Dirichlet + Categorical or Dirichlet + Multinomial toy example ? #106

keskinm · 2018-05-26T14:44:53Z

Hello
Is it possible to add a little example for doing this:
Latent <- zs.distributions.Dirichlet(alpha_parameters)
Observations <- zs.distributions.Multinomial(Latent, n_experiments) ?

And the goal is to retrieve alpha_parameters when we have only Observations, with HMC or variationnal inference.

(My ultimate goal is to do:
Latent1 <- zs.distributions.Dirichlet(alpha_parameters)
Latent2 <- zs.distributions.Dirichlet(alpha_parameters)
Latent3 <- conv2d(Latent1,Latent2)
Observations <- zs.distributions.Multinomial(Latent3, n_experiments)
And retrieve again alpha_parameters. I could manage it with a toy Dirichlet+Cat/Mult example and especially I think that could be helpful for everyone to have such an example.)
Thanks a lot

csy530216 · 2018-05-26T15:05:38Z

My personal opinion is that the reason why we use the Dirichlet distribution as the prior is that it is the conjugate of Multinomial distribution. However currently ZhuSuan does not support detecting the conjugacy and figuring out analytic updating formula of variational inference (but it is under development, see here, so you can wait for some while:) ) Therefore instead of using Dirichlet distribution which is defined on a probability simplex, we first sample from normal distribution (each dimension is independent) and transform it onto the probability simplex by softmax (Latent0 <- Normal, Latent1 = softmax(Latent0) ), i.e. the logistic normal distribution. Now the latent variable lies in an unconstrained space, which is convenient. You can also see how to approximate Dirichlet distribution with some parameter by logistic normal distribution in this paper.
By the way, unlike the standard LDA, I think the model in your ultimate goal does not have conjugacy, making conjugacy between Dirichlet and Multinomial meaningless. You can still use the black-box inference method in ZhuSuan, such as VI and HMC. Since your model does not have conjugacy, I think there is basically no loss if you change Dirichlet to logistic normal.
By the way, to learn more about the background and implementation about logistic normal topic model in ZhuSuan, you can refer to this tutorial:)

keskinm · 2018-05-27T07:58:45Z

Hello

Thanks you a lot for you reply.
Indeed, put a Dirichlet prior is not important, actually what I care about is to retrieve Latents it-selves and the priors are just a way to do it, so replace with logistic normal should not be a problem for me.

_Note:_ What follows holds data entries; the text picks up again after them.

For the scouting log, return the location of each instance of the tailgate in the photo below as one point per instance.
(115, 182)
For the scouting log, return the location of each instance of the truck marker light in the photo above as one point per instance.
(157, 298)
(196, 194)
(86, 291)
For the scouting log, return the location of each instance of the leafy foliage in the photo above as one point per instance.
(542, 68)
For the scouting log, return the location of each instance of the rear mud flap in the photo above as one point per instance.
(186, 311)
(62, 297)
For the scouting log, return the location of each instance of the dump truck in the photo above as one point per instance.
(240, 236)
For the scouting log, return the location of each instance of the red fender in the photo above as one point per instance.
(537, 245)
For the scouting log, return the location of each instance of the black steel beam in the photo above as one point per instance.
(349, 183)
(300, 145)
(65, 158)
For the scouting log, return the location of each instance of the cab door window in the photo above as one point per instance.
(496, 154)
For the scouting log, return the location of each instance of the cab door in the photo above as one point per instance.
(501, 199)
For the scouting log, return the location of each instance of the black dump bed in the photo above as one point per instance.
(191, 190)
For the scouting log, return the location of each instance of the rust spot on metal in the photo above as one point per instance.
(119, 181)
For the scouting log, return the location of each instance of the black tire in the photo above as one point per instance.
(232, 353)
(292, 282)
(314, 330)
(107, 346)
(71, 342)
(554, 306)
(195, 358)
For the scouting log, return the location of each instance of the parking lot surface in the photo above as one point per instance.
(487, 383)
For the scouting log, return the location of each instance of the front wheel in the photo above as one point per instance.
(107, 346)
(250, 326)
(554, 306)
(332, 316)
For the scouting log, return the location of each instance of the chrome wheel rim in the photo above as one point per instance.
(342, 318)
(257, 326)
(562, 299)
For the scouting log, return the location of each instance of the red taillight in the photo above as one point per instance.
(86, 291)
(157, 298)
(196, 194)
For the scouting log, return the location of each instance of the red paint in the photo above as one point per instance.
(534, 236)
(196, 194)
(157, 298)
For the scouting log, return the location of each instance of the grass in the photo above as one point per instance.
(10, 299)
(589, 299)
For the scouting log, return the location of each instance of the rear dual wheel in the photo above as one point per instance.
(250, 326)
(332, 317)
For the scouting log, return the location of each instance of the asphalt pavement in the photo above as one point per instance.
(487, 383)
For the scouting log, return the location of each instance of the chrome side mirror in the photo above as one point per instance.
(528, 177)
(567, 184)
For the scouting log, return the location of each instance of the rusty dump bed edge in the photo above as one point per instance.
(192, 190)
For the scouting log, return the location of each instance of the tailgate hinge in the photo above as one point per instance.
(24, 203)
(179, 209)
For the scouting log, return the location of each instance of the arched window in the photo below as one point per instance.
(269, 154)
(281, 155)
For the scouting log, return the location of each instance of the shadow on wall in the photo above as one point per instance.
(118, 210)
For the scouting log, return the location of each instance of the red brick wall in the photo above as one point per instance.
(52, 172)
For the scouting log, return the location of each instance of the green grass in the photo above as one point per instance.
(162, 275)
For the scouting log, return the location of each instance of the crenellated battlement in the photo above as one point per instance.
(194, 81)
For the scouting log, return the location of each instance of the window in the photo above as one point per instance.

I am trying then to do this:

observations <- zs.Multinomial(toy_logits, n_experiments)

latent0 <- zs.Normal(latent0_mean, latent0_stdev, ngroup_dims=0)
latent1 <- tf.nn.softmax(latent0)
model_observations <- zs.Multinomial(latent1, n_experiments)

I have a piece of code that should be a good start:

import numpy as np
import tensorflow as tf
import zhusuan as zs

observations = zs.Multinomial(name='observations',logits=tf.log([1.,5.,10.,5.,1.]), n_experiments=100)

latent0_mean = tf.placeholder(tf.float32, shape=[5,], name='latent0_mean')
latent0_stdev = tf.placeholder(tf.float32, shape=[5,],name='latent0_stdev')

Latent0_mean = np.zeros(5, dtype=np.float32)
Latent0_stdev = np.zeros(5, dtype=np.float32)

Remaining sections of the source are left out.